I just received a few emails from people congratulating me on LinkedIn for my fifth year work anniversary. That was news to me! I started in the summer of ’09 as the Interpretive Projects Assistant and had a lot of memories working at CHS since. So of my favorite adventures in exhibits…
When I had to ask the deli at Stop N Shop if they can shrink wrap a fake piece of raw steak. Then I felt even weirder when they did it without missing a beat like they’ve done it before. (I have to explain—this “steak” now lives in the refrigerator in our 1980s kitchen in Making Connecticut.)
When CHS gathered its strongest and burliest men to extricate a 3 ton massive cast iron stove out a of a woman’s old house.
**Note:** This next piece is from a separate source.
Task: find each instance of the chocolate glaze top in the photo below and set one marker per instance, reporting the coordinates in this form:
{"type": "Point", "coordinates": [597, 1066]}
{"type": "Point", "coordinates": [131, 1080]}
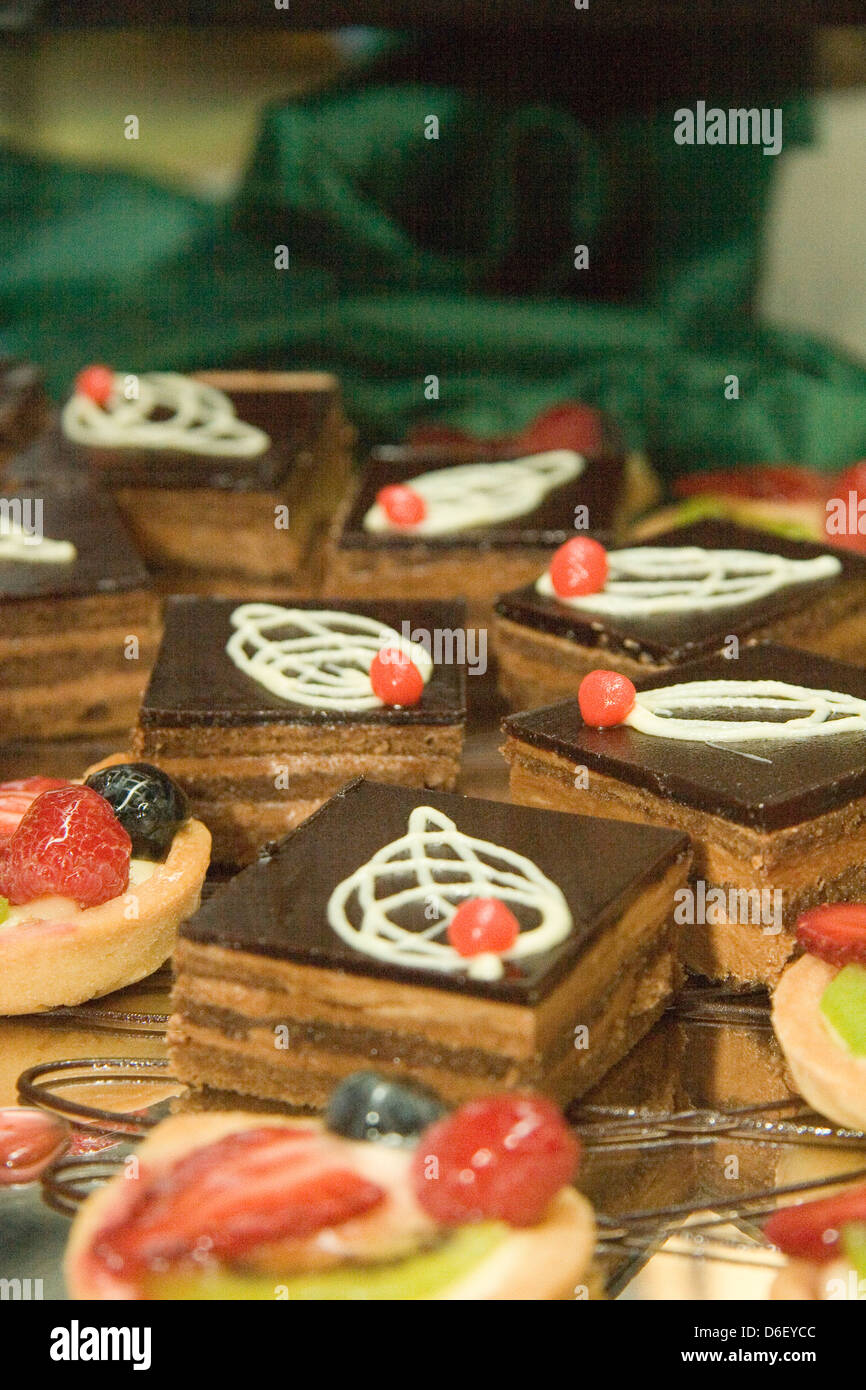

How nobody broke something—finger, toe, hip, or stove—is beyond me.
When driving a moving truck transporting a traveling exhibit decided it wanted to excrete coolant from its engine on the middle of I-84. Kudos to U-Haul’s safety procedures when you break down, though. There were flares underneath the seat just in case…
Intern memory alert: Realizing how much cataloging architectural drawings in a windowless room, all day, without human interactive makes you start to act like Gollum.
When I had to drive back from Ikea in New Haven with my tiny Civic stocked to the brim with furniture for our newly renovated research center. I’m surprised I’m still alive today since I almost started my return journey going the wrong way on the highway.
And last but not least, asking my now girlfriend on our first date which so happened to be in the dress up colonial kitchen in Making Connecticut. I may or may not have been wearing a tricorn hat while doing so.
Good times…
Mike Messina is the Interpretive Projects Associate at the Connecticut Historical Society.